Uma democracia moderna saudável requer: 1) eleições periódicas livres e com sufrágio universal; 2) existência de uma oposição bem definida; 3) proteção dos direitos das minorias; 4) liberdade de associação e de expressão. Nesse universo político se realiza a “justiça” pela política, que é expressa na Constituição. No regime presidencialista, ele se organiza em torno de três Poderes: o Legislativo, que produz as normas, o Executivo, que as executa, e o Judiciário, que obriga todos a cumpri-las.

O princípio da separação – e a contenção – dos Poderes, o cuidado com o avanço de uns sobre os outros na presença de poderes sobrepostos, além dos incentivos para que na prática tudo funcione, sempre foram objeto de preocupação. Afinal, como pontuou James Madison, se os homens fossem anjos, não precisariam de governos. A garantia, segundo ele, seria conferir a cada um dos Poderes os instrumentos constitucionais necessários e as motivações pessoais para resistir aos abusos dos outros.

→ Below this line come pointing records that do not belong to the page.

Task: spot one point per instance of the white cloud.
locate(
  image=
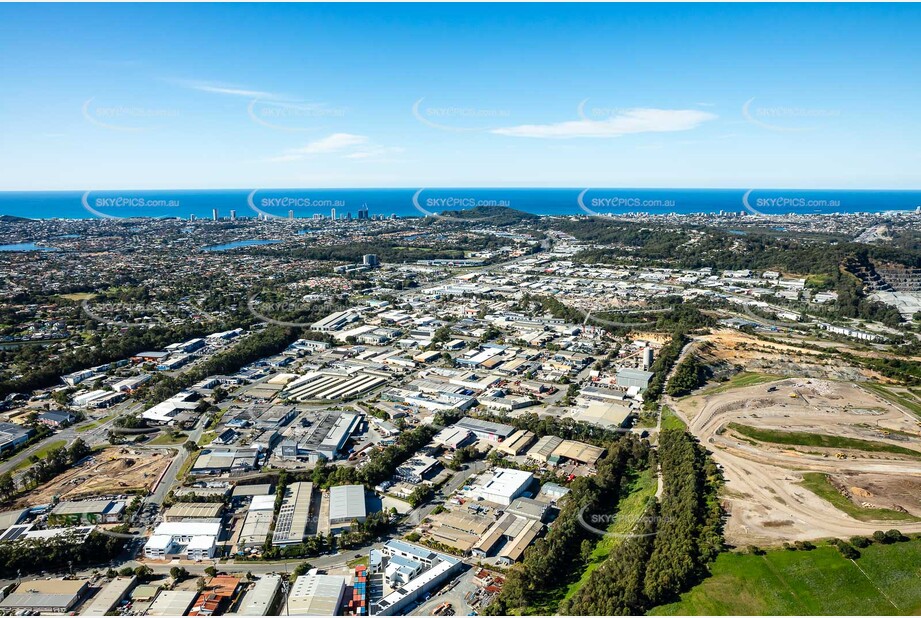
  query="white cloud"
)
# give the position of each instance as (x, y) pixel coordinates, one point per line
(640, 120)
(228, 89)
(331, 143)
(347, 145)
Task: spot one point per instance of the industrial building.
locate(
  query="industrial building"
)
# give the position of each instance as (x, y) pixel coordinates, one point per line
(258, 522)
(262, 598)
(87, 512)
(184, 511)
(294, 515)
(110, 596)
(46, 595)
(346, 504)
(223, 460)
(172, 603)
(516, 443)
(508, 537)
(409, 573)
(627, 378)
(325, 440)
(12, 436)
(195, 540)
(485, 430)
(454, 437)
(316, 595)
(501, 485)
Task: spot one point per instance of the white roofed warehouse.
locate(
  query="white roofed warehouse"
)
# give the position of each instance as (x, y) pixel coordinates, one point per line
(346, 504)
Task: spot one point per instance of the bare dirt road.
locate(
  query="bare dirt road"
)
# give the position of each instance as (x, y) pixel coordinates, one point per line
(763, 495)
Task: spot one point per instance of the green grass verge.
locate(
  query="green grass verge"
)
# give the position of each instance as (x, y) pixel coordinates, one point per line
(95, 424)
(893, 397)
(670, 420)
(741, 380)
(801, 438)
(168, 440)
(629, 510)
(40, 453)
(885, 580)
(206, 438)
(187, 465)
(819, 484)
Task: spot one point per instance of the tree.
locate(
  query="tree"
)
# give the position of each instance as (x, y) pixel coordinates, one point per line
(7, 485)
(301, 569)
(178, 573)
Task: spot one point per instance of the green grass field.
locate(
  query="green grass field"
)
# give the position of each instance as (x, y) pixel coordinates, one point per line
(740, 380)
(818, 483)
(897, 398)
(670, 420)
(801, 438)
(40, 453)
(629, 511)
(166, 439)
(885, 580)
(95, 423)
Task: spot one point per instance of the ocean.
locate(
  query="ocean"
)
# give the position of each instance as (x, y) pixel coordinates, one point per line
(305, 203)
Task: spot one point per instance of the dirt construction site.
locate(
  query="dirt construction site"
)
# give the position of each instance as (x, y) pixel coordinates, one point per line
(871, 460)
(113, 471)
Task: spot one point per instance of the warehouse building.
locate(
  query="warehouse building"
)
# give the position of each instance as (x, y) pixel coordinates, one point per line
(333, 385)
(87, 512)
(110, 596)
(316, 595)
(516, 443)
(258, 522)
(635, 378)
(262, 598)
(453, 437)
(294, 515)
(46, 595)
(501, 485)
(410, 572)
(485, 430)
(346, 504)
(172, 603)
(12, 436)
(195, 540)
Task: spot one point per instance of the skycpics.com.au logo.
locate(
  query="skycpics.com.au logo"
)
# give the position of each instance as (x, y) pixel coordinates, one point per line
(786, 119)
(123, 206)
(612, 203)
(290, 205)
(291, 116)
(778, 205)
(459, 119)
(273, 312)
(436, 206)
(609, 524)
(131, 118)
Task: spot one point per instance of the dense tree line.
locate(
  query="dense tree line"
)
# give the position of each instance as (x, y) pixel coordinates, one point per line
(565, 428)
(44, 469)
(271, 340)
(616, 587)
(554, 559)
(671, 544)
(44, 370)
(689, 534)
(668, 356)
(689, 375)
(32, 555)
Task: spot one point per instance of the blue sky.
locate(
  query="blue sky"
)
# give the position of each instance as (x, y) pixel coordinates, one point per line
(240, 96)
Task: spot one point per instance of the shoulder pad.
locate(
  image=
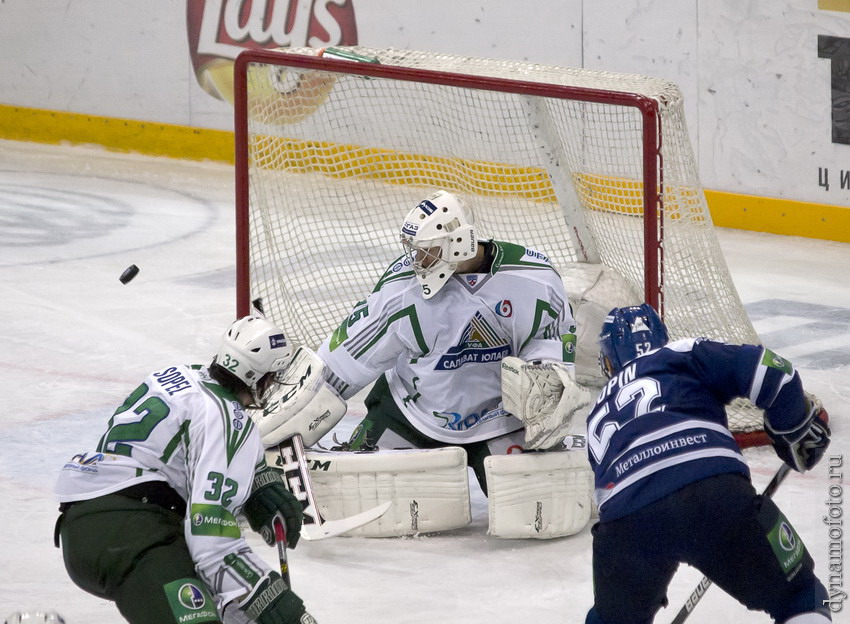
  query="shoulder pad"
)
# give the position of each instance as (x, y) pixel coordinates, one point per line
(399, 269)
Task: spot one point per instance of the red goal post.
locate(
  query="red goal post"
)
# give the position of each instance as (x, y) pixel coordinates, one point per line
(592, 168)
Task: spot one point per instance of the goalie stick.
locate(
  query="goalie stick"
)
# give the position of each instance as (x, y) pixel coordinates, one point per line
(705, 583)
(296, 476)
(280, 538)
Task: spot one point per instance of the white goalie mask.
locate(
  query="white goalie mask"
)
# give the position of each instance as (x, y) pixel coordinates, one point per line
(251, 348)
(437, 235)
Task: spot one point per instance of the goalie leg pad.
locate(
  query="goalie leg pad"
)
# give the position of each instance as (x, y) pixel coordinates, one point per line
(428, 488)
(538, 495)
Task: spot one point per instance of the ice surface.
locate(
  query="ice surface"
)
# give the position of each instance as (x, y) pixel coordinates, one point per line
(76, 340)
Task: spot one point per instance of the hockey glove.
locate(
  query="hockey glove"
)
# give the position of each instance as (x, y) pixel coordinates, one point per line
(805, 452)
(270, 498)
(272, 602)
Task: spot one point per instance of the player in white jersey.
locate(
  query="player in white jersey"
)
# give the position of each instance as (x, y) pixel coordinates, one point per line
(149, 517)
(435, 330)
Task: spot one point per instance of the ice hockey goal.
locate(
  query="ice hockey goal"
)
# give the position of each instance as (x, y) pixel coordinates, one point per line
(589, 167)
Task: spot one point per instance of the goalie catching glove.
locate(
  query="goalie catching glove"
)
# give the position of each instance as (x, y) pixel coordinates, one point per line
(544, 396)
(302, 403)
(804, 447)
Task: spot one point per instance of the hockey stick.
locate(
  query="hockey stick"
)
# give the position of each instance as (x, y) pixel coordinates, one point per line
(296, 476)
(705, 583)
(280, 538)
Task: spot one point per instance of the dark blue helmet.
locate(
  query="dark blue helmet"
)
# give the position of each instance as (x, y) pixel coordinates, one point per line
(628, 333)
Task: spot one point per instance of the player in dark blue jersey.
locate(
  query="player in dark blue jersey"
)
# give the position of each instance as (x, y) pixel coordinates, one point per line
(672, 486)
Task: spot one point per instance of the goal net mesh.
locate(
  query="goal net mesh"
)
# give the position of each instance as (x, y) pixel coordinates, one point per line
(331, 161)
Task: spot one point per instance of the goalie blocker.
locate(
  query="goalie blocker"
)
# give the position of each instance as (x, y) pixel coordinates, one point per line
(531, 495)
(545, 397)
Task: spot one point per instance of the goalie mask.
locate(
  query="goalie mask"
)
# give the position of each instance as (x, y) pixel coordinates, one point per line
(254, 351)
(437, 235)
(628, 333)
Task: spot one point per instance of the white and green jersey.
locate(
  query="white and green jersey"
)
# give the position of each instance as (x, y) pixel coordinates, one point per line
(442, 355)
(183, 428)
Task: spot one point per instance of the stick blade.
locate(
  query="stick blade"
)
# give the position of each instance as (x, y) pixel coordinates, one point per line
(333, 528)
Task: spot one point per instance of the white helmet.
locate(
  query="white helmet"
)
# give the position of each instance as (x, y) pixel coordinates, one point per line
(438, 235)
(252, 347)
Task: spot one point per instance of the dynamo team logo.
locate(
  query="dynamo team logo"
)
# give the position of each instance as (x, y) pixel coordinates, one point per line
(191, 597)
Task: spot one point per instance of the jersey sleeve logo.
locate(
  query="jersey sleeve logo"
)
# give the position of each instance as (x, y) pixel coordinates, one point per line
(504, 308)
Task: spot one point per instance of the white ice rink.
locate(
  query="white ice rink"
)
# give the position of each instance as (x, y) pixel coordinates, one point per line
(75, 341)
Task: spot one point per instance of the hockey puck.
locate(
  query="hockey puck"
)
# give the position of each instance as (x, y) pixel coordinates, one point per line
(129, 273)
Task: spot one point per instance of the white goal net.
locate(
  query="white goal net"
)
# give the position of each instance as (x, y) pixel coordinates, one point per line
(591, 168)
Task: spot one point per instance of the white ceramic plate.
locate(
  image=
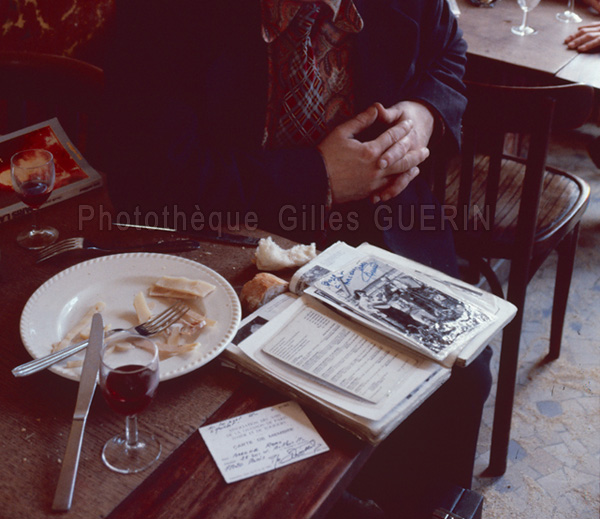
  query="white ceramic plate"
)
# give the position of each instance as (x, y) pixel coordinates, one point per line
(57, 305)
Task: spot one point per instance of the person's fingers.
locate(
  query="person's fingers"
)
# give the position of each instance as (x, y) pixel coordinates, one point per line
(358, 123)
(404, 162)
(395, 185)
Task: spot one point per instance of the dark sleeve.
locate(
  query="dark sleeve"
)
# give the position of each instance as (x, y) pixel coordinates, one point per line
(441, 67)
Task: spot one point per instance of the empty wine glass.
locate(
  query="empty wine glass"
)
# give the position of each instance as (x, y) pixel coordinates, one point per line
(32, 173)
(524, 29)
(128, 380)
(569, 16)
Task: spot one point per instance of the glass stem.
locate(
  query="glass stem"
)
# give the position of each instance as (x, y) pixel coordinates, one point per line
(131, 431)
(34, 223)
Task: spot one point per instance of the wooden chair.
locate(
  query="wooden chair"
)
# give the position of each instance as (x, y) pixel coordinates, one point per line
(36, 87)
(516, 208)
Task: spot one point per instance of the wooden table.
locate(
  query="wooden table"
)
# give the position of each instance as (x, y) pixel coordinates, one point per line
(37, 410)
(495, 50)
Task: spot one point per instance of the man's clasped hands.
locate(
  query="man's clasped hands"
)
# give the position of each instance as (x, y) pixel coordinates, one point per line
(380, 167)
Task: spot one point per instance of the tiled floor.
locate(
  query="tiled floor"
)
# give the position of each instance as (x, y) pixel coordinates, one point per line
(554, 456)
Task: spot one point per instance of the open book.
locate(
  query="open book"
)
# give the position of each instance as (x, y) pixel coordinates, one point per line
(365, 336)
(74, 175)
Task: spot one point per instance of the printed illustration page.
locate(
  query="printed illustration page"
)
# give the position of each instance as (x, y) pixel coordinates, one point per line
(383, 377)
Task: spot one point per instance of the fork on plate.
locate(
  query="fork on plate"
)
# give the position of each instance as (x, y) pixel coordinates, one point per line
(151, 327)
(84, 244)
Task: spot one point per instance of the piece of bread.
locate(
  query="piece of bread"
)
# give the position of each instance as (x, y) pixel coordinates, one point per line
(260, 290)
(270, 256)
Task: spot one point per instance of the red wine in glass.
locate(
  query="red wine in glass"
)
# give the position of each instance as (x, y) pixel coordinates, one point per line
(34, 193)
(32, 173)
(130, 389)
(128, 381)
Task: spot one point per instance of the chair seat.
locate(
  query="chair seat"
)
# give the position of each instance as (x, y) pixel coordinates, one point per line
(563, 195)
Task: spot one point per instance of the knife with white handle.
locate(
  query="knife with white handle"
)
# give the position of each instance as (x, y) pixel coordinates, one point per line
(87, 385)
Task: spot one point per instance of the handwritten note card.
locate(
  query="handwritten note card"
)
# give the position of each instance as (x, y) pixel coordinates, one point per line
(263, 440)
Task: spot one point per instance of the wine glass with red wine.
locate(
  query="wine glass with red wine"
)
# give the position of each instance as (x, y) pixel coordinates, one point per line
(128, 380)
(32, 174)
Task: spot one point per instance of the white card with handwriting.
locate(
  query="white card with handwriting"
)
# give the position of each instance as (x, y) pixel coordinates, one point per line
(263, 440)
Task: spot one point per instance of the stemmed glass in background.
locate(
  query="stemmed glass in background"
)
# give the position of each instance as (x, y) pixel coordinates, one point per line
(128, 381)
(524, 29)
(32, 173)
(569, 16)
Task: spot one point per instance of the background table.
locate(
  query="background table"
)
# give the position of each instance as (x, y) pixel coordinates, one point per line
(37, 410)
(494, 51)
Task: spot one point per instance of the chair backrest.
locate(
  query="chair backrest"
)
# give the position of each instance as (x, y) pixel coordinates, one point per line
(36, 87)
(495, 115)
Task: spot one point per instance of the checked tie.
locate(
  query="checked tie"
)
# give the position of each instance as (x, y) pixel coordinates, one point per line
(302, 115)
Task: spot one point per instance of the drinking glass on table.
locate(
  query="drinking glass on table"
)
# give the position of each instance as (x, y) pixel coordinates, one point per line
(32, 174)
(128, 380)
(569, 16)
(524, 29)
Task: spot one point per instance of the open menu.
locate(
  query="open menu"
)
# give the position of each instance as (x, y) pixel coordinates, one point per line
(74, 175)
(365, 336)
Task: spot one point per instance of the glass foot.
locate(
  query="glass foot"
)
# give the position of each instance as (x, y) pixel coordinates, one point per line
(120, 457)
(569, 17)
(523, 31)
(37, 238)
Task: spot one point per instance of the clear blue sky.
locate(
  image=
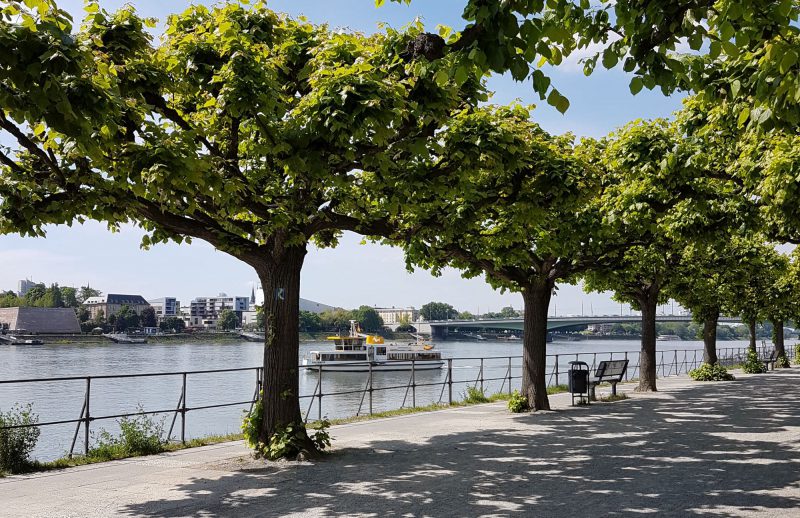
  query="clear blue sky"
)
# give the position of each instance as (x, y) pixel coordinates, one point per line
(351, 274)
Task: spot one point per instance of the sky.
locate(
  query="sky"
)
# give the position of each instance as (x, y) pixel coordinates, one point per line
(352, 274)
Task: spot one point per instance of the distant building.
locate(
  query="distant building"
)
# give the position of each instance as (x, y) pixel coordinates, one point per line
(166, 307)
(40, 320)
(392, 316)
(111, 303)
(23, 287)
(305, 304)
(205, 311)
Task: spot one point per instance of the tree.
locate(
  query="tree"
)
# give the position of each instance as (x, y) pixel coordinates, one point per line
(518, 214)
(664, 195)
(310, 322)
(174, 324)
(743, 54)
(124, 319)
(509, 312)
(368, 319)
(85, 292)
(148, 317)
(69, 297)
(247, 129)
(438, 311)
(35, 294)
(227, 320)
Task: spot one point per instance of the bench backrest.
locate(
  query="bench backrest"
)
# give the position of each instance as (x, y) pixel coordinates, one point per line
(611, 370)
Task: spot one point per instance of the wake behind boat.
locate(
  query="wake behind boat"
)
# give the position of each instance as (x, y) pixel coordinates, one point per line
(360, 353)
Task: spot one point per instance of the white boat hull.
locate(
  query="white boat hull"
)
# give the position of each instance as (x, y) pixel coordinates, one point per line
(419, 365)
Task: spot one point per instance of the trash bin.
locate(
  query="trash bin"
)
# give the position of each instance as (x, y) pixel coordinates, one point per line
(578, 381)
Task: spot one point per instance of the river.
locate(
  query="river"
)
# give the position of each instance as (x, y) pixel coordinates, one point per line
(63, 400)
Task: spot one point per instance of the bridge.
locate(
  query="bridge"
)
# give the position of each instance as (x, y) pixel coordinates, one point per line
(440, 328)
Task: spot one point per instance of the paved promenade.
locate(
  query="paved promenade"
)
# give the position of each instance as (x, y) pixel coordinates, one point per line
(692, 449)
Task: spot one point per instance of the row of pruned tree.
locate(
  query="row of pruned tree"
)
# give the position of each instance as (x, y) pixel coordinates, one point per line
(262, 134)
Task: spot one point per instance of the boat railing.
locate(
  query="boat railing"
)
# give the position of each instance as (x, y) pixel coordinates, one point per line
(493, 373)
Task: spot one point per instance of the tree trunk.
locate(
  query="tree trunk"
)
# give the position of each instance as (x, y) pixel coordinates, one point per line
(280, 280)
(647, 356)
(710, 338)
(534, 346)
(777, 333)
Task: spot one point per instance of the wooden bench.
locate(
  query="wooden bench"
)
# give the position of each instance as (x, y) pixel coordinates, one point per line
(608, 371)
(769, 361)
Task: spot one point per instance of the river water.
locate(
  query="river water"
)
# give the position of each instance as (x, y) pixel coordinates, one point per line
(63, 400)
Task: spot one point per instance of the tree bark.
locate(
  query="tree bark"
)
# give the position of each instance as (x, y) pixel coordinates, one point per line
(710, 338)
(534, 345)
(777, 333)
(280, 281)
(751, 325)
(647, 356)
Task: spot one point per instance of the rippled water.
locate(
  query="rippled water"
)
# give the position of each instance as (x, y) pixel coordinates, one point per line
(64, 399)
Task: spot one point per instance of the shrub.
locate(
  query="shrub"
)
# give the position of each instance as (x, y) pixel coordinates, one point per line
(518, 403)
(139, 435)
(287, 442)
(17, 444)
(475, 395)
(706, 372)
(753, 365)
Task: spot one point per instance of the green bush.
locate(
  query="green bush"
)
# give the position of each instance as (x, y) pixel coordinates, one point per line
(139, 435)
(518, 403)
(706, 372)
(17, 444)
(753, 365)
(475, 395)
(285, 443)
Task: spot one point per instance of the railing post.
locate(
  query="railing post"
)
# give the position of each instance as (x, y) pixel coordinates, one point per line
(626, 370)
(509, 374)
(557, 381)
(183, 411)
(450, 381)
(88, 418)
(319, 383)
(370, 388)
(413, 383)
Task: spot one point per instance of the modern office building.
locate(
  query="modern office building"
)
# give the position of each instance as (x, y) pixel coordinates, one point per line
(39, 320)
(392, 316)
(111, 303)
(205, 311)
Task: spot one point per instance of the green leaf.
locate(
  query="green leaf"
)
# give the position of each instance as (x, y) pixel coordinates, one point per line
(736, 85)
(636, 85)
(743, 116)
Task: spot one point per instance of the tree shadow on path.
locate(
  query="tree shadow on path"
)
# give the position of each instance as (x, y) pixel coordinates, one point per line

O avanço da “judicialização da política”, a “politização da Justiça” e, é bem verdade, a mera judicialização como instrumento de resolução de conflitos de toda a natureza são desafios cada vez mais claros à observância desse sistema no século 21. Os incentivos comportamentais criados pelas mídias digitais e o volume crescente de informações em tempo real testarão cada vez mais a sua robustez.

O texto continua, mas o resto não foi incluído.